On en parle rarement à voix haute, et pourtant : selon les études, plus d’une personne sur quatre vivrait une période prolongée de manque de désir sexuel au cours de sa vie. Ce chiffre est probablement sous-estimé, tant le sujet reste tabou. Il ne s’agit ni d’un caprice, ni d’un manque d’amour envers son partenaire — mais d’une réalité complexe, aux causes multiples, qui mérite d’être prise au sérieux.
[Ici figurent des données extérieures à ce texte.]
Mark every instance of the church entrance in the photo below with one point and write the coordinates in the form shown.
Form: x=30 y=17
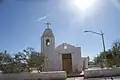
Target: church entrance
x=67 y=62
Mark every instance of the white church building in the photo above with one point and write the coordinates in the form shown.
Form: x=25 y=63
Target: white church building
x=65 y=57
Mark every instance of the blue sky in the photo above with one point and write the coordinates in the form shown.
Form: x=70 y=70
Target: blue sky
x=22 y=23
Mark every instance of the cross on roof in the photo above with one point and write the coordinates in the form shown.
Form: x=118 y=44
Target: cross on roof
x=48 y=24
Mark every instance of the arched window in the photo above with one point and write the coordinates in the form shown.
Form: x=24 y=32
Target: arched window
x=47 y=42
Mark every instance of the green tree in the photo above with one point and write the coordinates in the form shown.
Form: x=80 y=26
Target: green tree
x=22 y=61
x=111 y=57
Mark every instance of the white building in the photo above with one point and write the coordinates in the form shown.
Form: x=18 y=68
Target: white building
x=63 y=57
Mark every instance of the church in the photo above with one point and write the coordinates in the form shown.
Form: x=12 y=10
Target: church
x=64 y=57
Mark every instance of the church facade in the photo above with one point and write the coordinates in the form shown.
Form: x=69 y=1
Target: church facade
x=65 y=57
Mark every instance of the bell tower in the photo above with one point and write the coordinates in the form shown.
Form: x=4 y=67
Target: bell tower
x=48 y=47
Le désir : un équilibre fragile

Le désir sexuel n’est pas un interrupteur que l’on peut activer à volonté. C’est un état complexe, influencé par une multitude de facteurs : biologiques (hormones, fatigue, santé générale), psychologiques (stress, anxiété, dépression, image de soi), relationnels (confiance, communication, conflits non résolus), sociaux et culturels (injonctions, représentations, éducation reçue).

Quand l’un de ces facteurs est déséquilibré, le désir peut s’éteindre — temporairement ou de manière plus durable. La bonne nouvelle : comprendre cet équilibre est déjà une forme de reconquête.

Le désir ne se commande pas, mais il se comprend. Et comprendre, c'est déjà retrouver du pouvoir sur sa propre vie intime.

Les causes les plus fréquentes

En consultation, les causes évoquées sont nombreuses et souvent imbriquées. Il est rare qu’une seule explication suffise. Parmi les plus fréquentes que l’on rencontre :

  • Le stress chronique et l’épuisement professionnel ou familial
  • Les changements hormonaux (postpartum, ménopause, andropause)
  • Les effets secondaires de certains médicaments (antidépresseurs, contraceptifs)
  • Un contexte de conflit ou de distance émotionnelle dans le couple
  • Des représentations culpabilisantes autour de la sexualité héritées de l’enfance
  • Un traumatisme passé non traité qui fait surface

Ce que la psycho-sexologie peut apporter

L’accompagnement psycho-sexologique ne consiste pas à "réparer" quelque chose de cassé. Il s’agit d’explorer ensemble ce qui se joue, de poser des mots sur des ressentis souvent confus, et de construire progressivement un espace intérieur plus sécurisant.

Cela peut passer par un travail individuel — pour identifier les représentations qui bloquent le désir — ou par un accompagnement de couple, pour réinstaurer une communication plus intime et authentique. Le processus est progressif et respecte votre rythme.

Le manque de désir n’est pas une fatalité. Il est souvent le signal que quelque chose demande à être entendu — une fatigue, une blessure, un besoin non exprimé. En lui donnant de l’attention plutôt que de la honte, on ouvre la voie à une sexualité plus consciente et plus épanouissante.